Darcy Padilla — Cycles Américains
Visa Pour l’Image
Couvent des Minimes, 24, rue Rabelais – 66000, Perpignan (FRANCE)
From August 28 to September 26, 2021
This report offers a complementary view to the documentary directed by Auberi Edler which is soon to be broadcast on Arte.
The world’s largest laundromat is hard to miss with hundreds of washers and dryers spread over 1,300 square meters. The neon lights, shiny metal, and glazed tiles give the place a certain beauty. The laundromat is open 24 hours a day, 7 days a week, never closing, not even for Thanksgiving or Christmas, or when the temperature drops so low that almost everything else shuts down. It runs on solar energy with rooftop panels as wash cycles spin endlessly in this peaceful haven between work and home in a working-class, largely Hispanic suburb of Chicago.
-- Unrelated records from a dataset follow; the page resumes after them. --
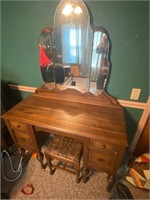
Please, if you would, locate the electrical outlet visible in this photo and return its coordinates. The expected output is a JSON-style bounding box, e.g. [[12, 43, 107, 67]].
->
[[130, 88, 141, 100]]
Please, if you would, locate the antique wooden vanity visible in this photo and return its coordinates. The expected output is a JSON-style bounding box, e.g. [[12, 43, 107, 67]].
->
[[2, 0, 128, 190]]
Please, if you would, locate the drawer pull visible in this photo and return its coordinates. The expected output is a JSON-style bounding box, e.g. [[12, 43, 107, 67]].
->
[[101, 144, 106, 149], [97, 158, 105, 162]]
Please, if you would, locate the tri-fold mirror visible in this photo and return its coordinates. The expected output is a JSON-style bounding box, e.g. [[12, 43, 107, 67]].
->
[[39, 0, 110, 93]]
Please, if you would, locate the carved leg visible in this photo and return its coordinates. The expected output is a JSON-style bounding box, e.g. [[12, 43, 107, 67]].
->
[[45, 153, 56, 175], [74, 164, 81, 183], [106, 175, 115, 192], [36, 152, 45, 169]]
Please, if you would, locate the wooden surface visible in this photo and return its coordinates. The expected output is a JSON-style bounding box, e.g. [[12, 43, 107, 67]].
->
[[3, 90, 126, 145], [2, 87, 128, 191]]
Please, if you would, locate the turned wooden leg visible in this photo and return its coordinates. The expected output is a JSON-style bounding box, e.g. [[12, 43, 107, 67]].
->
[[74, 164, 81, 183], [82, 168, 89, 184], [106, 175, 115, 192], [45, 153, 56, 175], [36, 153, 45, 169]]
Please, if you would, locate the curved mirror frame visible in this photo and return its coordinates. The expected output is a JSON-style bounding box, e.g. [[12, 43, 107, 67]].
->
[[90, 26, 110, 92]]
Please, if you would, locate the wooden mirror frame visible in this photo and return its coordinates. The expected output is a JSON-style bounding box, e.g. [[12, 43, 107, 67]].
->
[[39, 0, 110, 94]]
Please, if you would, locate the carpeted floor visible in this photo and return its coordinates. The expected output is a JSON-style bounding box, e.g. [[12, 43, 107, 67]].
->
[[2, 153, 149, 199]]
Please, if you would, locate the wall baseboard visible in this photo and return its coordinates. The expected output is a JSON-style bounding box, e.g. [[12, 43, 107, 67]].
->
[[9, 84, 146, 109]]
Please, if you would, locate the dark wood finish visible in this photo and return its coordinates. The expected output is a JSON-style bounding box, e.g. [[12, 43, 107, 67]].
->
[[42, 135, 83, 183], [2, 86, 128, 189], [134, 117, 150, 157]]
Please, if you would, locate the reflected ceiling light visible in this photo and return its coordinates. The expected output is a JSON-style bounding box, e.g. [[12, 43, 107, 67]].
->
[[61, 4, 73, 15], [74, 6, 83, 14]]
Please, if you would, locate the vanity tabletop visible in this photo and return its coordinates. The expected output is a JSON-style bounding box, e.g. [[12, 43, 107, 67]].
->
[[2, 94, 127, 146]]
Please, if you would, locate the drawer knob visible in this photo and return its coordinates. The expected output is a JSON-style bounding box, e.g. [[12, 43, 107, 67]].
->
[[101, 144, 106, 149], [97, 158, 105, 162]]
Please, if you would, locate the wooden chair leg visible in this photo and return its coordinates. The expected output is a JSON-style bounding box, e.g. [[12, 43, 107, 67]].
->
[[45, 153, 55, 175]]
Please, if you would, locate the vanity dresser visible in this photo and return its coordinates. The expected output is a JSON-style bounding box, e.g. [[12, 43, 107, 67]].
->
[[2, 0, 128, 191]]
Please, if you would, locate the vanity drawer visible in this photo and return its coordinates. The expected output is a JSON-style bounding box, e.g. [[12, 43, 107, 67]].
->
[[90, 139, 117, 154], [13, 129, 35, 150], [88, 151, 114, 172], [9, 121, 30, 131]]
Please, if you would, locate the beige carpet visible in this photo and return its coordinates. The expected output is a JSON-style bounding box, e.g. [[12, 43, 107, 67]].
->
[[10, 158, 110, 199], [1, 156, 149, 200]]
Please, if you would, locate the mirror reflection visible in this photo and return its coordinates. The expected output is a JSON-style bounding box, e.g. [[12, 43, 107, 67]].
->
[[90, 27, 110, 90], [39, 0, 110, 93]]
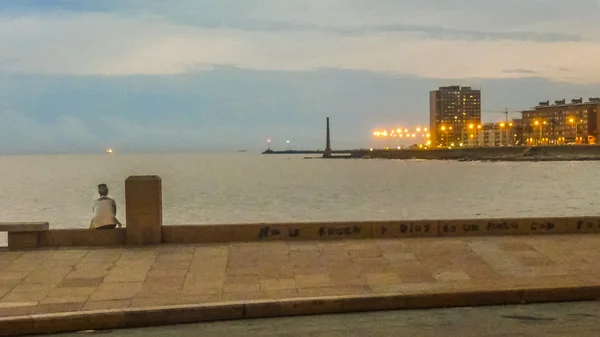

Every day begins with free coffee and donuts. Families socialize by the machines, and watch TV on giant screens. Near the aviary with finches and doves, are school desks where children can do homework. Before the pandemic, Halloween and Christmas were celebrated here, and magicians, clowns and dancing lessons were some of the activities. Free pizza on Wednesday evenings was a staple for the neighborhood, and on those nights, the local McDonalds would halve their staff numbers. In a working-class suburb of Chicago, the World’s Largest Laundromat is a safe place. For more than 50 years there has been a laundromat on this corner of Berwyn, Illinois, but it only took on its name after winning a contest in the 1980s.
Over the years, the laundromat has seen the neighborhood change. Today, 85% of customers are Hispanic, some are undocumented, and during the pandemic many are essential workers. Lulu is originally from Mexico, and is now a U.S. citizen; she has been working at the laundromat for 17 years. Like most of the staff, she is from the local neighborhood and talks about the laundromat as if it were family, and she knows all the customers.
Children are important, as has been understood by the owner, Tom Benson. “I found that at any given time 25% of the people inside the laundromat were under sixteen.” He believes in investing in customers: it is good for business. And the customers make a similar investment, setting off with clean clothes to discover what remains of the American dream.